When Shawn Partridge arrived at Rockford Construction last year, he found a collection of aged servers, each with its own access to storage. He knew that the first thing on his agenda was to update his IT environment. As the vice president of information technology at the Rockford Construction Company in Grand Rapids, Mich., he was in a position to take action to bring the massive company up to current standards. And Partridge knew that virtualization would have to be part of the picture.

"We looked at the cost of bringing in new servers and bringing in a virtual environment," Partridge said. "We looked at the cost from the outlay, the storage, and the power and cooling. The outlay was much lower by purchasing a virtual system than by going with dedicated systems."

Rockford is a Microsoft Corp. (Nasdaq: MSFT) shop, and Partridge plans to virtualize all of his servers. "We're virtualizing our domain, Exchange, SQL, Sharepoint, and our Citrix servers," he said.
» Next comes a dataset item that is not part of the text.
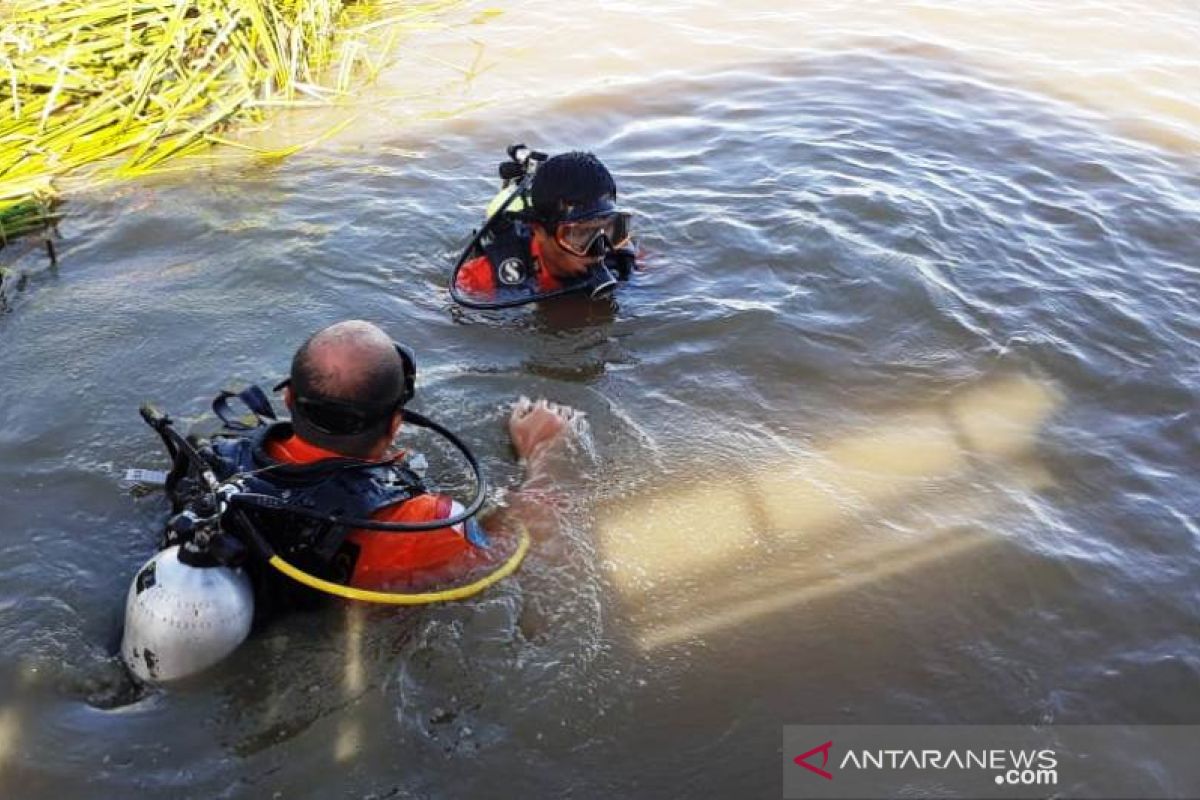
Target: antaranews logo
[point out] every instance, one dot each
(988, 762)
(803, 759)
The ability to add technology from Citrix Systems Inc. (Nasdaq: CTXS) is critical to Rockford's operations. The company builds major projects throughout the U.S., specializing in hotels, medical, education, and multi-tenant buildings. This means that Rockford always has crews connecting remotely from construction sites, and, for that, performance and capacity is critical.
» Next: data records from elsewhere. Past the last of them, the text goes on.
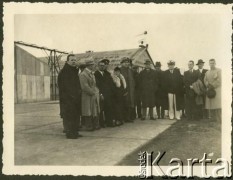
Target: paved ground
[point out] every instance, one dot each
(39, 139)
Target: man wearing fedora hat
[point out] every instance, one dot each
(129, 103)
(174, 88)
(90, 97)
(104, 83)
(70, 97)
(202, 112)
(201, 71)
(161, 99)
(148, 86)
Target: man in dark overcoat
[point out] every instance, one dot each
(105, 84)
(70, 97)
(201, 111)
(161, 98)
(138, 103)
(129, 102)
(174, 88)
(148, 86)
(190, 77)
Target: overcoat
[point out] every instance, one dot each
(161, 97)
(130, 85)
(69, 91)
(189, 79)
(173, 83)
(213, 77)
(90, 94)
(148, 85)
(201, 75)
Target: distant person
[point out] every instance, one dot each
(138, 103)
(190, 77)
(119, 93)
(174, 88)
(70, 97)
(161, 97)
(90, 97)
(104, 83)
(129, 104)
(212, 82)
(148, 85)
(202, 112)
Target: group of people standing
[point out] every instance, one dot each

Partridge said that his company settled on a suite of Hewlett-Packard Co. (NYSE: HPQ) DL-580 G5 servers that connect over an iSCSI SAN to Hifn Inc. (Nasdaq: HIFN) Swarm 3200 storage appliance. He chose a server virtualization system from Virtual Iron Software Inc. . "We went with Virtual Iron instead of VMware because of the features like live migration, server failover, and management of storage," he said. He also needed the power-down functionality: "As your needs go down, it will power down servers and move virtual servers over."

Partridge also likes the way Virtual Iron handles the Hifn storage. "The SAN has two boxes with 15 drives each. Those are the 500-gig drives with iSCSI," he said. "Virtual Iron supports iSCSI natively. You get to retain the cost savings." Partridge noted that the iSCSI drives are on a dedicated Ethernet network that's reserved for storage.